ADQM Control monitoring metrics
The Monitoring service installed in an ADQM Control cluster collects two groups of metrics: system metrics from hosts and ADQM Control service metrics.
You can view metrics in your browser in the Prometheus format (ports and endpoints for access to metrics are described below), as well as use the Prometheus and Grafana web interfaces.
System metrics
System metrics indicate general characteristics of cluster hosts, usually related to resource consumption: for example, CPU utilization, disk capacity, memory usage, I/O performance, and other parameters.
To view system metrics of ADQM Control hosts in the Prometheus format, enter in the address bar of your browser: http://<adqmc_host_ip>:11203/metrics, where 11203 and /metrics are a port number and endpoint to listen for system metrics, which are set up in the Node Exporter settings section of the Monitoring service configuration.
In the Grafana interface, system metrics for ADQM Control hosts are displayed in the System dashboard and in the System row of the General dashboard.
The General dashboard also contains the Database section with the Postgres requests duration and Postgres requests duration per service graphs based on the postgres_client_duration_seconds_bucket metric — duration of queries to the PostgreSQL database.
ADQM Control service metrics
ADQM Control service metrics allow you to monitor and analyze various parameters of ADQM Control operation and performance: for example, availability of service components, types and frequency of errors, response time for user requests, frequency of alert generation and alert types, and other metrics.
Use the addresses listed in the table below to explore monitoring metrics of the ADQM Control service components in the Prometheus format.

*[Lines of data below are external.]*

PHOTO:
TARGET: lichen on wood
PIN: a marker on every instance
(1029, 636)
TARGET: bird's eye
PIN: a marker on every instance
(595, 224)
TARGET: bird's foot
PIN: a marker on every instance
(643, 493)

Provided addresses contain default ports for accessing metrics of service components. You can change these ports in the Network configuration section of the ADQM Control service configuration.

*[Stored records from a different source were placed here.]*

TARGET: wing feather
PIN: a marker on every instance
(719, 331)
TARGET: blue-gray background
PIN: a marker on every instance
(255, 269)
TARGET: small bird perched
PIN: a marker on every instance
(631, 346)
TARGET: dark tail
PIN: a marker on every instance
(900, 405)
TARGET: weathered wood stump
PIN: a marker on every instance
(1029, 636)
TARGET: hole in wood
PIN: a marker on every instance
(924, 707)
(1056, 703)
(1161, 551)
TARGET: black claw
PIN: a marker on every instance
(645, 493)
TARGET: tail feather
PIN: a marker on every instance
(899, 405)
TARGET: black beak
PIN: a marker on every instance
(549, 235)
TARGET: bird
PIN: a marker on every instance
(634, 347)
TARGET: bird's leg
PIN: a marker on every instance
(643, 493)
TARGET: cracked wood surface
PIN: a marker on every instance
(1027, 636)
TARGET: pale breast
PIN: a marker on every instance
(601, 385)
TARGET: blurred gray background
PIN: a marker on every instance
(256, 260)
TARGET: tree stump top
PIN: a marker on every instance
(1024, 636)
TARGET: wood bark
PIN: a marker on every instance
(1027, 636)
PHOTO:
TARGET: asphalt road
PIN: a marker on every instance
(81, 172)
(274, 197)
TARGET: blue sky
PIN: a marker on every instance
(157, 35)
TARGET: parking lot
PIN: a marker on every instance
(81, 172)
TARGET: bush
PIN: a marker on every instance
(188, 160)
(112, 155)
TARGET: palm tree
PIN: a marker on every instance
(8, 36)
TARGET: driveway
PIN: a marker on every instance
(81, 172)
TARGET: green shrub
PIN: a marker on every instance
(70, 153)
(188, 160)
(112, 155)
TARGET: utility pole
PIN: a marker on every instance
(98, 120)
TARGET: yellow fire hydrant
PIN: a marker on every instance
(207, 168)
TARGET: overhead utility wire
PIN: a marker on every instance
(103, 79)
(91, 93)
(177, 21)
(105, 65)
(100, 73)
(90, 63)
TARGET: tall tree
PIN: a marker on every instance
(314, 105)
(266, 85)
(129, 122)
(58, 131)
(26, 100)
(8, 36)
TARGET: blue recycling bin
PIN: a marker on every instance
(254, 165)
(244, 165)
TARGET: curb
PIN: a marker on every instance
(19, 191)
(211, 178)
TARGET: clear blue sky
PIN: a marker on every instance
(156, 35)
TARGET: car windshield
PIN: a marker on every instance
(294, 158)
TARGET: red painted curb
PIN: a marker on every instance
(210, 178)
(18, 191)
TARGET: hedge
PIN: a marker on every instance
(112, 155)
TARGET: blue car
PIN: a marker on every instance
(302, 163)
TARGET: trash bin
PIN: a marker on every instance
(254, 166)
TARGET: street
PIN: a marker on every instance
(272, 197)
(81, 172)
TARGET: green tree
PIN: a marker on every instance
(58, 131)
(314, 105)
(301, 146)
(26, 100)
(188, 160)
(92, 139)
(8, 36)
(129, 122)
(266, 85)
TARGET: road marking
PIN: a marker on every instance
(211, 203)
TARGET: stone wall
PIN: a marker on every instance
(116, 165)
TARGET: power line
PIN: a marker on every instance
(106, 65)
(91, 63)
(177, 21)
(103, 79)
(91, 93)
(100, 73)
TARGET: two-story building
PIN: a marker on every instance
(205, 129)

| ADQM Control service component | Address to access component metrics |
|---|---|
Agents |
http://<host_ip>:5002/api/v1/metrics |
Alert Generator |
http://<host_ip>:5001/api/v1/metrics |
Alert Receiver |
http://<host_ip>:12322/api/v1/metrics |
Alertmanager |
http://<host_ip>:9093/metrics |
Backend |
http://<host_ip>:5555/api/v1/metrics |
The tables below describe the ADQM Control service metrics, grouped as they are presented on dashboards in the Grafana interface.
Metrics of the Agents component show which information about ADQM clusters is collected and stored by ADQM Control.

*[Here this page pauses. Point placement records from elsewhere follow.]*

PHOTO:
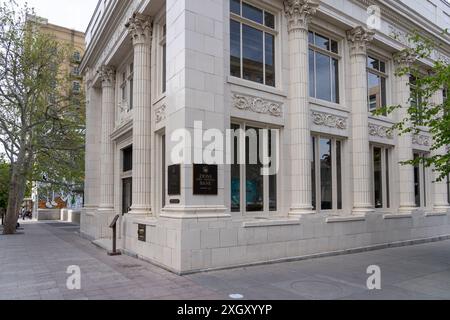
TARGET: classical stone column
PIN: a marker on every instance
(299, 14)
(140, 30)
(358, 39)
(441, 203)
(405, 149)
(108, 77)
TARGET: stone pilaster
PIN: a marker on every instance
(440, 201)
(108, 77)
(358, 39)
(298, 14)
(140, 31)
(405, 145)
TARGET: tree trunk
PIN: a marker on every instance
(16, 196)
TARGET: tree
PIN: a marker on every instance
(423, 111)
(42, 122)
(4, 185)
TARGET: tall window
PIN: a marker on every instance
(420, 182)
(251, 190)
(416, 101)
(163, 47)
(381, 177)
(323, 68)
(127, 87)
(252, 43)
(327, 174)
(376, 79)
(127, 181)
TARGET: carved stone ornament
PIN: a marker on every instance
(140, 29)
(358, 38)
(329, 120)
(299, 13)
(422, 140)
(405, 58)
(380, 131)
(160, 114)
(108, 75)
(257, 105)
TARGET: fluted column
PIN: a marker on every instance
(108, 77)
(405, 146)
(358, 39)
(140, 30)
(299, 14)
(440, 187)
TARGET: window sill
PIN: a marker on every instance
(436, 214)
(267, 222)
(327, 104)
(256, 86)
(345, 219)
(392, 216)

| Metric name | Description |
|---|---|
adqm_agent_hosts |
Number of ADQM cluster hosts |
adqm_agent_databases |
Number of ADQM databases |
adqm_agent_tables |
Number of ADQM tables |
adqm_agent_columns |
Number of columns in ADQM tables |
adqm_agent_queries |
Number of queries run in ADQM |
adqm_agent_queries_normalized |
Number of normalized (linked to tables) queries |
jobs_total |
Number of jobs performed by a service. Job statuses: Job types: |
adqm_agent_queries_unnormalizable |
Number of queries that cannot be normalized |
adqm_agent_queries_unnormalized |
Number of unnormalized queries |
adqm_agent_queries_queue_size |
Size of the current queue of queries for normalization |
adqm_agent_normalization_cache_hit_ratio |
Coefficient of hitting normalization tables in the cache |
adqmc_database_corruption |
Indicates issues with the consistency of the ADQM Control database (the Missing* panels at the bottom of the Adqm_agent dashboard) |
| Metric name | Description |
|---|---|
alertgenerator_alerts_lifetime_bucket |
Alert lifetime (the period between the time an alert is sent and the time the alert is no longer considered valid) |
alertgenerator_alerts_total |
Number of generated alerts |
alertgenerator_fired_alerts_total |
Number of alerts sent to Alert Manager |
alertreceiver_alerts_received_total |
Number of alerts received by Alert Receiver |
alertgenerator_alerts_resend_total |
Number of alerts resent to Alert Manager |
The Rest dashboard contains the Backend, Alert receiver, and Alert generator rows, where panels display the following metrics for the corresponding service components.
| Metric name | Description |
|---|---|
http_request_count_total |
Number of requests |
http_request_duration_seconds_bucket |
Duration of requests in seconds |
http_request_size_bytes_bucket |
Size of requests in bytes |
http_response_size_bytes_bucket |
Size of responses in bytes |
REST API metrics, grouped differently, are also visualized in the API section of the General dashboard.